Previous reviews are at Mack Pitches Up

Monday, December 28, 2009

Close to Holmes by Alistair Duncan - UPDATED

Subtitle: A Look at the Connections Between Historical London, Sherlock Holmes and Sir Arthur Conan Doyle.

MX Publishing, 2009. ISBN 9781904312505. 206 pages.

UPDATE: I try not to republish posts but it occurred to me that I have a few photographs that supplement this review. Take a look at my Sherlock Holmes set on Flickr.

I didn't have Alistair's book on our visit to London earlier this year but marital harmony it is just as well. My wife doesn't share my interest in all things Holmsian and I have an idea how it would have worked out had I wanted to explore all the locations described by the author.

Duncan's book is not a walking tour but takes the approach of looking at locations in historical London important to both Sherlock Holmes and his creator, Author Conan Doyle (ACD) and why he might have chosen those locations for his stories. The author also provides an historical context for the locations such as construction history and events associated with those locations.

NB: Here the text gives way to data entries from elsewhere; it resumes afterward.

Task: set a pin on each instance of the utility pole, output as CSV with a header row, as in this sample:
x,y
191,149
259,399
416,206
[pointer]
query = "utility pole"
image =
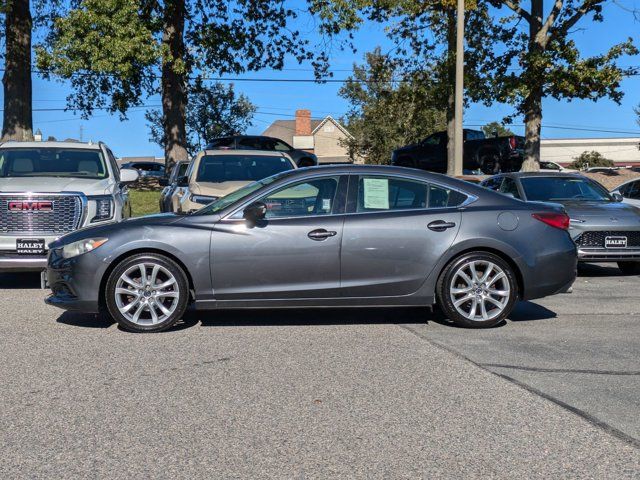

He rightly begins on Baker Street and the conflict over the famous address of 221b. In the 1930s Upper Baker Street and Baker Street were merged and 221 was assigned to Abby House. The Abby Bank at this location capitalized on the famous address and hosted a Sherlock Holmes Exhibition which included a recreation of 221b. The recreation was relocated to the Sherlock Holmes Public House. The Sherlock Holmes Museum is also located on Baker Street. It overcame the unavailability (Abby House refused to give it up) of the famous numbers by registering 221b as a company name allowing it to be displayed above the door without official recognition.

I have visited this museum and it is delightful. The staff is very liberal about photography and provide props for visitors to pose with while having their pictures taken. Scenes and characters from the stories are recreated with mannikins in several rooms. Visitors may be startled at how small the rooms are but this is histgorically more accurate than what we see in the movies, including the latest.

The author does his own detective work in analyzing locations based descriptions in the books. For example, ACD only referred to one actual hotel by name, The Langham Hotel. Doyle attended a dinner there at the end of which he received a commission to write The Sign of Four. The hotel is mentioned in The Sign of Four, A Scandal in Bohemia, and The Disappearance of Lady Francis Carfax. For other hotels, Duncan considers which hotels were on the street at the time, the direction by Holmes might have been walking and makes an informed speculation as to the actual location.

Alistair continues by looking at famous streets (Regent, Pall Mall, The Strand), eating establishments, theatres, railway stations, Covent Garden, hospitals and houses, all important to either or both ACD Sherlock Holmes.

As I mentioned earlier, I didn't have this book with me in London and thus blundered around unaware of the importance of locations. Actually, I have to confess, I was so agog at actually being in London that I didn't have Holmes in mind at all. Heresy, I know! This is embarassing to recount but when we arrived in Paddington Station on the Heathrow Express I didn't stop to think that this is the station mentioned most often in The Canon. Likewise, on the Victoria Embankment looking at the statue of Queen Boudicca (nifty statue by the way, I was ready to attack the Romans myself) while being crushed by Scandanavian and German school groups I didn't know that I was across the street from the building that housed New Scotland Yard until 1967. I'm equally embarassed to mention that I took the tube to Piccadilly Circus on my first night to go to the the Waterstones bookstore not noticing that I passed by the Criterion Theatre, a pivotal location for Holmes stories -- Watson met Stamford in the Criterion Bar which, of course led to meeting Sherlock Holmes. All this and more I discovered reading Alistair's book.

Alistair's book is a nice addition to a Sherlock Holmes reference library, one I will refer to as I read the stories, and one I plan to take with me on my next visit to London.